My Fake Rake by Eva Leigh (3.5 stars) – a cute, fun story about two very nerdy friends who fall in love, My Fake Rake also happens to be only the second historical romance I’ve ever enjoyed. (Is this becoming a trend? A new genre for me? Maybe?) Grace, a herpetologist and a nobleman’s daughter, is pushed toward marriage by her ill father, but the man she’s long admired from afar isn’t showing any interest in her. Undaunted, she turns to her friend Sebastian, an anthropolgist and the son of a wealthy businessman who nevertheless lacks any personal wealth, and asks him to feign interest in her to catch the attention of her crush. Unbeknownst to Grace, Sebastian has long harbored feelings for her, and their experiment forces her to realize that she may have feelings for him as well. I loved both main characters equally, and thought the writing style, as well as the makeover/fake rake storyline (supposedly this author is focusing on turning 80’s rom-coms into historical romances with this series, called the Union of the Rakes–I definitely got Breakfast Club vibes from an introductory flashback scene to Sebastian and his friend group) was a lot of fun. I’ll definitely be looking to pick up the next books in this series.

Followers by Megan Angelo (3 stars) – Although I thought this book had a really interesting premise (and a very relevant one), I was ultimately let down by the flatness of its characters. A full review will be up soon; I received an ARC of Followers from the publisher at BookExpo.

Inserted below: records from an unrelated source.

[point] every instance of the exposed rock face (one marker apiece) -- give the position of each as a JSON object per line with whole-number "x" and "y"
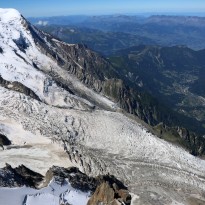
{"x": 106, "y": 189}
{"x": 103, "y": 189}
{"x": 19, "y": 176}
{"x": 4, "y": 140}
{"x": 77, "y": 179}
{"x": 19, "y": 87}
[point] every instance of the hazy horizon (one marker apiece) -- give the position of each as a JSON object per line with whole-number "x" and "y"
{"x": 47, "y": 8}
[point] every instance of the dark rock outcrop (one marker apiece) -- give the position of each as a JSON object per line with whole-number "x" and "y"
{"x": 19, "y": 87}
{"x": 19, "y": 176}
{"x": 105, "y": 189}
{"x": 4, "y": 140}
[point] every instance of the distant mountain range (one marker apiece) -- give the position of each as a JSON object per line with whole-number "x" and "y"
{"x": 63, "y": 104}
{"x": 106, "y": 34}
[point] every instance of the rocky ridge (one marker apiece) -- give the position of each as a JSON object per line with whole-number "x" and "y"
{"x": 83, "y": 124}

The A. I. Who Loved Me by Alyssa Cole (3 stars) – I love Alyssa Cole’s contemporary romances (the Reluctant Royals series is so much fun!) but I wasn’t as big a fan of this science fiction romance that’s an Audible exclusive. I’m not the biggest fan of Audible or Amazon in general, and generally don’t subscribe, but I did a free trial just to listen to this one; unfortunately, I didn’t feel it was quite worth it for me. It’s near-future SF featuring a romance between a former programmer and the A.I. who moves in across the hall, and although I liked the main character, overall I needed more worldbuilding and action to move the book along.